It’s unclear whether the anti-NGF causes damage and if so, why. One theory is that the pain medication is so effective that people tend to be more active and overuse their damaged joints. “The individual is not able to sense traumatic damage like small fractures due to a lack of sensation, and therefore keeps using the joint, adding to the damage, until it is an end-stage joint requiring joint replacement,” Dr. Nelson explains.

Another possibility is that anti-NGFs affect the blood supply to the joint. “The idea regarding blood supply is that NGF also has a role in the process of angiogenesis, or new blood vessel formation, and somehow by blocking NGF, there is a loss of blood flow to the joint, leading to bone death,” Dr. Nelson says.

At the hearing, each drug company presented an analysis of its study data conducted by its own internal and independent experts. Though their research was at different stages, all the drug makers agree the problems were likely connected to the size of the dose as well as combining the anti-NGFs with NSAIDs.

According to documents submitted by Pfizer to the FDA, “Withdrawals [from the trials] due to adverse events generally increased as a function of the tanezumab dose administered (2.5, 5, or 10 mg) and at any given dose of tanezumab, the addition of an NSAID further increased the incidence of discontinuation due to adverse events.”

All three companies recommended restarting drug trials with the anti-NGFs alone, not in patients also taking NSAIDs. They also proposed limiting the dose and excluding patients with advanced OA.

Nancy E. Lane, MD, a professor of medicine and rheumatology at the University of California, Davis, was one of the authors of the study in NEJM that tested Pfizer’s tanezumab. She applauds the panel’s recommendation to continue with the research.

“The early stages show it can be quite effective, and I think if it’s shown to be safe in additional studies that it will be a useful medication to treat pain for our patients,” she said after the hearing.

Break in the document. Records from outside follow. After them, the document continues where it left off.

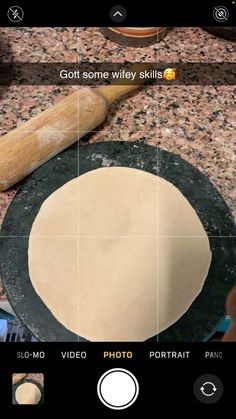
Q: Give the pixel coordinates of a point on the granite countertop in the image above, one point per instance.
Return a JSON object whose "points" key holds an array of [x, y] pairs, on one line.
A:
{"points": [[196, 122]]}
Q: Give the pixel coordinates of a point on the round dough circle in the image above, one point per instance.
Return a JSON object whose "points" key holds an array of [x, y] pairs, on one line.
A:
{"points": [[27, 393], [118, 254]]}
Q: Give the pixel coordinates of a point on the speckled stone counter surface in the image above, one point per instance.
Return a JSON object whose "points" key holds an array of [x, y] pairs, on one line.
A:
{"points": [[196, 122]]}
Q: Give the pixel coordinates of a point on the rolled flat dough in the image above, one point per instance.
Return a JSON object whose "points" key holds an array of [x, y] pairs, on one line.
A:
{"points": [[27, 393], [118, 254]]}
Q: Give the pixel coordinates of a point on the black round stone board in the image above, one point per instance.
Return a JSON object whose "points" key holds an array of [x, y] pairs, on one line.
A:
{"points": [[200, 321], [27, 380]]}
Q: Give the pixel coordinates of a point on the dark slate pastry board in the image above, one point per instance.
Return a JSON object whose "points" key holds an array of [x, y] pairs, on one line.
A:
{"points": [[202, 318]]}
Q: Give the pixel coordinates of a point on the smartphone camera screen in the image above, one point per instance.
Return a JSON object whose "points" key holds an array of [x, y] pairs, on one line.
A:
{"points": [[117, 208]]}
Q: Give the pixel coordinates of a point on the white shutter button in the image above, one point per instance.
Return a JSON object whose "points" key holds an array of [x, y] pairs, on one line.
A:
{"points": [[118, 388]]}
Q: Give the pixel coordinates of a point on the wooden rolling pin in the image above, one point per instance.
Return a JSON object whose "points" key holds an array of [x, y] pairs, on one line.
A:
{"points": [[33, 143]]}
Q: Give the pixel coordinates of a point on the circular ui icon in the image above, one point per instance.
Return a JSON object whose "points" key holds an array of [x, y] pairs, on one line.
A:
{"points": [[118, 388]]}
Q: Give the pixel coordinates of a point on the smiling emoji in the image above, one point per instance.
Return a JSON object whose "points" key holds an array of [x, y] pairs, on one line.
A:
{"points": [[169, 74]]}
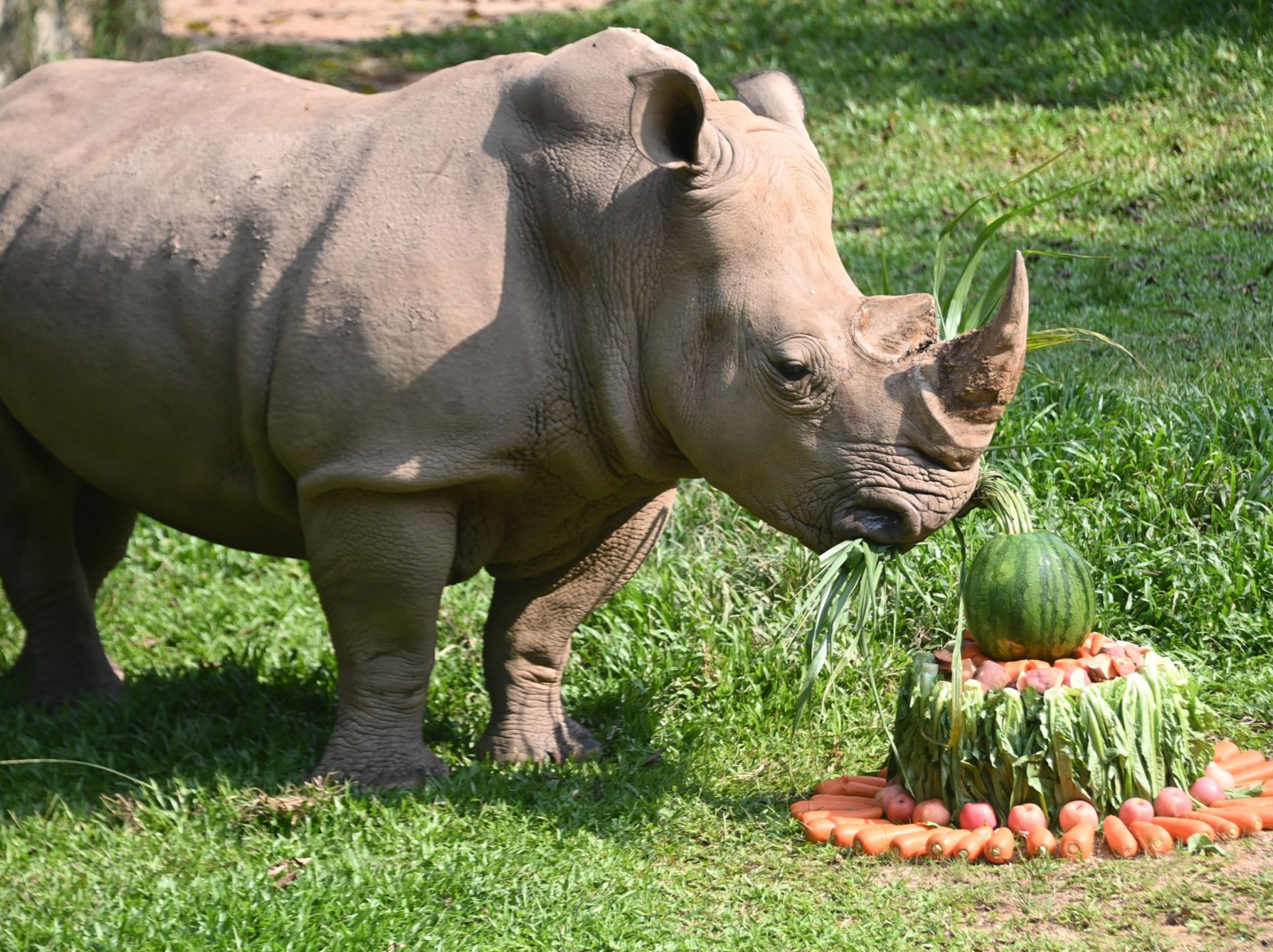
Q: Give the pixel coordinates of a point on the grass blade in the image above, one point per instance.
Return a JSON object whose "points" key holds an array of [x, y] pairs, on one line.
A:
{"points": [[953, 308]]}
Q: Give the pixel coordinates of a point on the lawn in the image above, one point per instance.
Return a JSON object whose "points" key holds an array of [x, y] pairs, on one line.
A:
{"points": [[1161, 472]]}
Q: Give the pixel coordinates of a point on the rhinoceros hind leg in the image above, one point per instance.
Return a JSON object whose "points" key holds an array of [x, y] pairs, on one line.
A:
{"points": [[380, 563], [527, 641], [48, 517]]}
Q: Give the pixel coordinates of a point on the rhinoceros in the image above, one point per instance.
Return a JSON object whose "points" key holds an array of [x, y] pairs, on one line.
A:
{"points": [[485, 321]]}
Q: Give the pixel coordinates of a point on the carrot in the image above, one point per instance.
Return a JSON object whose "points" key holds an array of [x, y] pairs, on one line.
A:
{"points": [[1224, 828], [913, 845], [1260, 806], [819, 830], [833, 784], [1152, 838], [1120, 839], [874, 840], [1077, 842], [1239, 761], [944, 840], [1183, 829], [847, 829], [853, 788], [1248, 820], [828, 801], [1041, 842], [1251, 777], [1001, 845], [866, 781], [973, 842], [1225, 749], [872, 813]]}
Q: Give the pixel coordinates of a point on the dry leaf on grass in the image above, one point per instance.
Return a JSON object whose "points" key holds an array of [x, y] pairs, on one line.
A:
{"points": [[284, 872]]}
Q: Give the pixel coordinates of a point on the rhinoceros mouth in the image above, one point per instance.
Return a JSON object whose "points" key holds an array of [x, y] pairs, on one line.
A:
{"points": [[880, 515]]}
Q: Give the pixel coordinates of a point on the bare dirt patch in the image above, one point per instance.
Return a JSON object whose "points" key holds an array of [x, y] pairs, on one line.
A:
{"points": [[316, 22]]}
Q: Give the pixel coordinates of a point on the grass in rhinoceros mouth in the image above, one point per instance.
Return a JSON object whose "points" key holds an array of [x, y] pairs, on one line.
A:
{"points": [[678, 839]]}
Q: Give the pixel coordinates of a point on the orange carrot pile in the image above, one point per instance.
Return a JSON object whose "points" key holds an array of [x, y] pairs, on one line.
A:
{"points": [[844, 811]]}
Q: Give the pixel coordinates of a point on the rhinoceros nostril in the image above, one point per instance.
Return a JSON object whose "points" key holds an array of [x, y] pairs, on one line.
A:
{"points": [[881, 524]]}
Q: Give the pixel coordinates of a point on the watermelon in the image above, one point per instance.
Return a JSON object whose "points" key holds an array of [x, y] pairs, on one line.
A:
{"points": [[1029, 594]]}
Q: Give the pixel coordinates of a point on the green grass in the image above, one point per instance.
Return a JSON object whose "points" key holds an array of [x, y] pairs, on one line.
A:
{"points": [[678, 839]]}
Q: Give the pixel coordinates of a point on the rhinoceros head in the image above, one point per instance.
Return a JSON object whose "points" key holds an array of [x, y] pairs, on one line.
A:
{"points": [[829, 414]]}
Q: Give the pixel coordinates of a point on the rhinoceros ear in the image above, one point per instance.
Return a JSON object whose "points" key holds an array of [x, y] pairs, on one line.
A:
{"points": [[772, 95], [667, 118]]}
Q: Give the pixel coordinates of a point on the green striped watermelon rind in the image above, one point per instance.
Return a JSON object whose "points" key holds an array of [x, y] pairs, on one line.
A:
{"points": [[1029, 594]]}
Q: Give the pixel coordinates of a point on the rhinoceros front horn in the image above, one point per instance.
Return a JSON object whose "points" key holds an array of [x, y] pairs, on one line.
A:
{"points": [[980, 371]]}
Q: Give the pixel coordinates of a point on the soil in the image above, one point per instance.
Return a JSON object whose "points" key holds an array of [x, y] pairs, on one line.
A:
{"points": [[317, 22]]}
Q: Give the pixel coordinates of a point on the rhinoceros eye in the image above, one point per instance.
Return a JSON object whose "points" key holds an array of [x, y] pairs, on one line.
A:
{"points": [[792, 371]]}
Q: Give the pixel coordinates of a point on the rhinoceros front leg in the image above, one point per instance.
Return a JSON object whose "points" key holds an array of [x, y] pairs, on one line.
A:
{"points": [[527, 641], [380, 563]]}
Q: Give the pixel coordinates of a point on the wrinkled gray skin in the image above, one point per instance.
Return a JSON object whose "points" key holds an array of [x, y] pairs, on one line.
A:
{"points": [[488, 320]]}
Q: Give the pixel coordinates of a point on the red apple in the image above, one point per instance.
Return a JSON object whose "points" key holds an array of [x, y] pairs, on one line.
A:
{"points": [[1077, 812], [1207, 790], [974, 815], [1025, 817], [1136, 808], [1172, 802], [901, 808], [931, 812]]}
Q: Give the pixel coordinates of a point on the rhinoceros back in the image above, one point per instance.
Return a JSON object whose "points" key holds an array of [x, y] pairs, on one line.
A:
{"points": [[159, 224]]}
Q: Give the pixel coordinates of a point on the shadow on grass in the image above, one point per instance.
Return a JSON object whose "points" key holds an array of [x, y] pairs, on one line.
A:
{"points": [[1080, 52], [222, 726]]}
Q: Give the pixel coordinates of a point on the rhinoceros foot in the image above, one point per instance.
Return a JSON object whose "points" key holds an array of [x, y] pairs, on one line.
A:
{"points": [[413, 768], [60, 685], [551, 738]]}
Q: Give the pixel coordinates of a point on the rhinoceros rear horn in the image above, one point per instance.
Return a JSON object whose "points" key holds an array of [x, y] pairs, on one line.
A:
{"points": [[772, 95], [667, 118], [980, 371]]}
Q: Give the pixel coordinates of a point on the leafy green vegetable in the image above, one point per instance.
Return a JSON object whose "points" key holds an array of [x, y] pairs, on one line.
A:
{"points": [[1106, 742]]}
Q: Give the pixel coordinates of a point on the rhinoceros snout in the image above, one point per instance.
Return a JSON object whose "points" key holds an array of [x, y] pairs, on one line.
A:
{"points": [[881, 519]]}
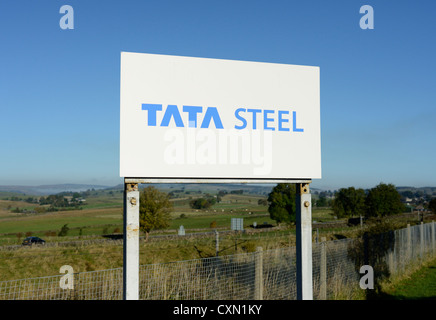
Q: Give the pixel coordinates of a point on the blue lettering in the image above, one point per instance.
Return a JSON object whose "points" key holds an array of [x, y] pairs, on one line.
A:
{"points": [[192, 115], [151, 108], [254, 112], [244, 122], [295, 129], [266, 120], [172, 112], [281, 120], [212, 112]]}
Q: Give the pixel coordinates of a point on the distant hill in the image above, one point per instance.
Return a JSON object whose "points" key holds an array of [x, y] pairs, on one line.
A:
{"points": [[425, 190], [50, 189]]}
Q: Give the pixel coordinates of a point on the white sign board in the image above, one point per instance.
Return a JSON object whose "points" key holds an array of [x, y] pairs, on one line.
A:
{"points": [[184, 117]]}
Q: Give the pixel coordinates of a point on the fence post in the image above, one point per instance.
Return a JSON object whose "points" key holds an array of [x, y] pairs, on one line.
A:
{"points": [[304, 242], [421, 240], [217, 243], [323, 271], [131, 242], [433, 237], [258, 280]]}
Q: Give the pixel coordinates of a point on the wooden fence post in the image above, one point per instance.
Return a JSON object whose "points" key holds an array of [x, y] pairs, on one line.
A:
{"points": [[323, 271]]}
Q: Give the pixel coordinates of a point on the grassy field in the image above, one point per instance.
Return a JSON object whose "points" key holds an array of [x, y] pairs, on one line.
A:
{"points": [[421, 285], [102, 214]]}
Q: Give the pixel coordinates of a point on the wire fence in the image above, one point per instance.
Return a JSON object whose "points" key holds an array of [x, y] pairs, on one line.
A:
{"points": [[269, 274]]}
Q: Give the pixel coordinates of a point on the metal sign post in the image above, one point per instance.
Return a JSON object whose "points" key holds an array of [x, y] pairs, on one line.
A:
{"points": [[131, 242], [304, 242], [131, 231]]}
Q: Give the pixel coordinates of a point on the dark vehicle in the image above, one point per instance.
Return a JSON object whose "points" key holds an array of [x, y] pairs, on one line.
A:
{"points": [[32, 240]]}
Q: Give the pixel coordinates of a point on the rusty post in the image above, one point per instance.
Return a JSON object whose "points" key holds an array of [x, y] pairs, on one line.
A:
{"points": [[131, 242]]}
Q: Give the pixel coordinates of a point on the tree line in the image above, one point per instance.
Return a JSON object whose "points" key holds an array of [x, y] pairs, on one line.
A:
{"points": [[380, 201]]}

Dr. Nelson says it’s good to be cautious about this new class of drug given the seriousness of these complications. But she also believes new treatments for OA pain are badly needed for the roughly 27 million Americans living with the condition. Current pain-control options can be problematic. Long-term use of NSAIDs, like aspirin and ibuprofen, can cause gastrointestinal bleeding and are contraindicated for many patients; opioid analgesics have a long list of side effects, including risk of dependence; and acetaminophen at the recommended doses is often not strong enough.  

“For those people who don’t have other options, [anti-NGFs are] very promising. As a rheumatologist, I see a lot of those folks in my clinic,” Dr. Nelson says. “They can’t have a joint replacement. They can’t tolerate NSAIDs and the other things we have to offer now. In those folks, I think, this has a high degree of promise for alleviating pain and improving quality of life, if the way to use it safely can be identified.”

It isn’t known when – or if – anti-NGFs would become available to the public. At this point, Dr. Nelson says, “The best evidence is still really for weight management, exercise, dietary changes, a healthy lifestyle and those types of interventions. The lifestyle elements are still where most of the evidence is, and are the best things that people can do.”